I have two questions regarding this:

  1. Is a scalar-valued function in spherical coordinates still considered to be $f: \mathbb{R}^3 \to \mathbb{R}$, or is $\mathbb{R}^3$ reserved for Cartesian coordinates?
  2. Does the "partial derivative" definition of the gradient in fact require Cartesian coordinates?

Best Answer

It turns out that there are two different but related notions of differentiation for a function $f:\mathbb R^n\to\mathbb R$: the total derivative $df$ and the gradient $\nabla f$.

  • The total derivative is a covector ("dual vector", "linear form") and does not depend on the choice of a metric ("measure of length").
  • The gradient is an ordinary vector and derived from the total derivative, but it depends on a metric. That why it looks a bit funny in different coordinate systems.


The definition of the total derivative answers the following question: given a vector $\vec v$, what is the slope of the function $f$ in the direction of $\vec v$? The answer is, of course

$$ df_{x}(\vec v) = \lim_{t\to0} \frac{f(x+t\vec v)-f(x)}{t}$$

I.e. you start at the point $x$ and walk a teensy bit in the direction of $\vec v$ and take note of the ratio $\Delta f/\Delta t$.
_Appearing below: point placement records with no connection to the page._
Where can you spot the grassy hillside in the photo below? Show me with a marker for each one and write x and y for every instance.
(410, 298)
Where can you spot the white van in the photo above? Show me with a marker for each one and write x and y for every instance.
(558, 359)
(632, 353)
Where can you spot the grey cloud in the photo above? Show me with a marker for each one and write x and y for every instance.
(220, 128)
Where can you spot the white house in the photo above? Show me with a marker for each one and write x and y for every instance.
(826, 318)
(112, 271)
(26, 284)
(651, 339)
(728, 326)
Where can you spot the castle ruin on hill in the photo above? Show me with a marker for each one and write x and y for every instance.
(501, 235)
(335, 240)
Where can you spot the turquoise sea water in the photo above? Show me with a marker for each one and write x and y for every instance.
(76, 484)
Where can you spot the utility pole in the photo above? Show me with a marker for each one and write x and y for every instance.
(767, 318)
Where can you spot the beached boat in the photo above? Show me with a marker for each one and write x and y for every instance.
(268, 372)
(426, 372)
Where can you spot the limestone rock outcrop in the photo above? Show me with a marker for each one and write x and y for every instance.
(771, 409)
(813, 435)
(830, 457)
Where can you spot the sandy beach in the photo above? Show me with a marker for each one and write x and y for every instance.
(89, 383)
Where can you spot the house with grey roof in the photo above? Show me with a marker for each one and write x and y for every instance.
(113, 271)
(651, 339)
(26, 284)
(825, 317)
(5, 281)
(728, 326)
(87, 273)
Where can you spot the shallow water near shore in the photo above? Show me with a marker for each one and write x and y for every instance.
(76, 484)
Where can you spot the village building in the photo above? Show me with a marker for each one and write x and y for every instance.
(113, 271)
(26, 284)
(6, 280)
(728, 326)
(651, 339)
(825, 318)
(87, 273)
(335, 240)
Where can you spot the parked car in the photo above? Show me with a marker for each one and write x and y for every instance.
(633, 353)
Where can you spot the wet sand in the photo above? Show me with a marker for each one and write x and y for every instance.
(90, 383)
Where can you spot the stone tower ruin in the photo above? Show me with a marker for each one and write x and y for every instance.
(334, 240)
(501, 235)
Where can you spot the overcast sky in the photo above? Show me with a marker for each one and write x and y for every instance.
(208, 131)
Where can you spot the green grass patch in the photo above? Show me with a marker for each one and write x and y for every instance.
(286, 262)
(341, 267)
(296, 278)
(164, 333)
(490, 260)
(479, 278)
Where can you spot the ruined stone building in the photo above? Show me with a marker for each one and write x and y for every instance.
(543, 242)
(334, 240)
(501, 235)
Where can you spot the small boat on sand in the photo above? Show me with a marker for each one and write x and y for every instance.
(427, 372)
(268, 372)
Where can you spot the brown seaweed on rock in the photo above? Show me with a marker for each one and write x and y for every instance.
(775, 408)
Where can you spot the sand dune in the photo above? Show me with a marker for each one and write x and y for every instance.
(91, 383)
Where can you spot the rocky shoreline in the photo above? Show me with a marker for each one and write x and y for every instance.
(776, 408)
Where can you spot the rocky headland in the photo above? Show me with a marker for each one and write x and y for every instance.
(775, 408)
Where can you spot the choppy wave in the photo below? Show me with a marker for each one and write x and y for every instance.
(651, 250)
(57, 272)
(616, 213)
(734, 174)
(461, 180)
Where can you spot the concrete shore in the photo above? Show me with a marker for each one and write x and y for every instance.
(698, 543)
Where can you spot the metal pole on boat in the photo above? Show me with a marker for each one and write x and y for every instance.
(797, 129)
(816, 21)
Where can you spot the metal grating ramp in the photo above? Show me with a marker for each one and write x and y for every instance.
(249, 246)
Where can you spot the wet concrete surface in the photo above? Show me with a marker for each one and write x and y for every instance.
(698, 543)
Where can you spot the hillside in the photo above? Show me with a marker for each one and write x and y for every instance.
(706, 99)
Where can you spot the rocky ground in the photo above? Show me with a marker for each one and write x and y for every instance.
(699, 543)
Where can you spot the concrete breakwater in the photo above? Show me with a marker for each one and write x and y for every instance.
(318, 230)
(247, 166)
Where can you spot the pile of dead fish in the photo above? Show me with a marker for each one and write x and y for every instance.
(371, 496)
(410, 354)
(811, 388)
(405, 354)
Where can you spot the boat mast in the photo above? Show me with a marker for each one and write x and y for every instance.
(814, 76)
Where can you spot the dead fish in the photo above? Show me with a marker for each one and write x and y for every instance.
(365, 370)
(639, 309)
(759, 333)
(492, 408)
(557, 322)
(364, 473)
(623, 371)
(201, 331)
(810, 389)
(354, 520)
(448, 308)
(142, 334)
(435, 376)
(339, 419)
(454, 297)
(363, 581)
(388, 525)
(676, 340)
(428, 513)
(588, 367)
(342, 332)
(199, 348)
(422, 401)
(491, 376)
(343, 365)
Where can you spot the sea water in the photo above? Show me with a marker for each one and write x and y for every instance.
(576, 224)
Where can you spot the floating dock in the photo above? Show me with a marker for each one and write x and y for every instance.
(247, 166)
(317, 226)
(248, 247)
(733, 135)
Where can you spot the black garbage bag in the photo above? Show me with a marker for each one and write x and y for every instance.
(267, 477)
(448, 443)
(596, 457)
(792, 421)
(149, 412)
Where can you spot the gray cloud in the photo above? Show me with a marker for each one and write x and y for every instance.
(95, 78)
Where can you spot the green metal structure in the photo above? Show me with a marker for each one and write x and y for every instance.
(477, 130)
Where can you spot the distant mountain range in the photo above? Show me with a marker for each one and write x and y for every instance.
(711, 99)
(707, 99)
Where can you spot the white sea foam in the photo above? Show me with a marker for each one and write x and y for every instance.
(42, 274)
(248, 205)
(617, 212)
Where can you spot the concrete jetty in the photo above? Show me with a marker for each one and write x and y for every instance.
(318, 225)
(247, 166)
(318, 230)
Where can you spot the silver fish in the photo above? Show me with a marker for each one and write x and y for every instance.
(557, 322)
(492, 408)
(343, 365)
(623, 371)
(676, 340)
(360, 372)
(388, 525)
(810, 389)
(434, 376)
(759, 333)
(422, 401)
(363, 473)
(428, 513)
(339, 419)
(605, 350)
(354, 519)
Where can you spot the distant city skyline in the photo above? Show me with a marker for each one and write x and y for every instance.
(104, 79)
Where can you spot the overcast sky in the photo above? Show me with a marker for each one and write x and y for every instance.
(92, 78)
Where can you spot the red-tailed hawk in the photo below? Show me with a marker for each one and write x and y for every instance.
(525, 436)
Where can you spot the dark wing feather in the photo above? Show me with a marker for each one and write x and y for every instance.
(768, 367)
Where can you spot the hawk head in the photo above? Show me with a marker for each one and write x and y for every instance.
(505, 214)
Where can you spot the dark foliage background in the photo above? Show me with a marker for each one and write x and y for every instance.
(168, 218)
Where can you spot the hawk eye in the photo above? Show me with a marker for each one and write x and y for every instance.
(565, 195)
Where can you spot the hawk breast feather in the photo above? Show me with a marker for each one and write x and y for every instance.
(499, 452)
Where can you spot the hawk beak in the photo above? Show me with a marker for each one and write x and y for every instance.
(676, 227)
Note that the total derivative is a linear map $\mathbb R^n \to \mathbb R$, not a vector in $\mathbb R^n$. Given a vector, it tells you some number. In coordinates, this is usually written as

$$ df = \frac{\partial f}{\partial x}dx + \frac{\partial f}{\partial y}dy + \frac{\partial f}{\partial z}dz $$

where $dx,dy,dz$ are the total derivatives of the coordinate functions, for instance $dx(v_x,v_y,v_z) := v_x$. This formula looks the same in any coordinate system.


In contrast, the gradient answers the following question: what is the direction of the steepest ascend of the function? Which vector $\vec v$ of unit length maximizes the function $df(\vec v)$? As you can see, this definition crucially depends on the fact that you can measure the length of a vector. The gradient is then defined as

$$ \nabla f = df(\vec v_{max})\cdot\vec v_{max} $$

i.e. it gives both the direction and the magnitude of the steepest change.

This can also be expressed as

$$ \langle \nabla f, \vec v \rangle = df(\vec v) \quad\forall \vec v\in\mathbb R^n.$$

In other words, the scalar product $\langle,\rangle$ is used to convert a covector $df$ into a vector $\nabla f$. This also means that the formula for the gradient looks very different in coordinate systems other than cartesian. If the scalar product is changed (say, to $\langle\vec a,\vec b\rangle := a_xb_x + a_yb_y + 4a_zb_z$), then the direction of steepest ascend also changes. (Exercise: Why?)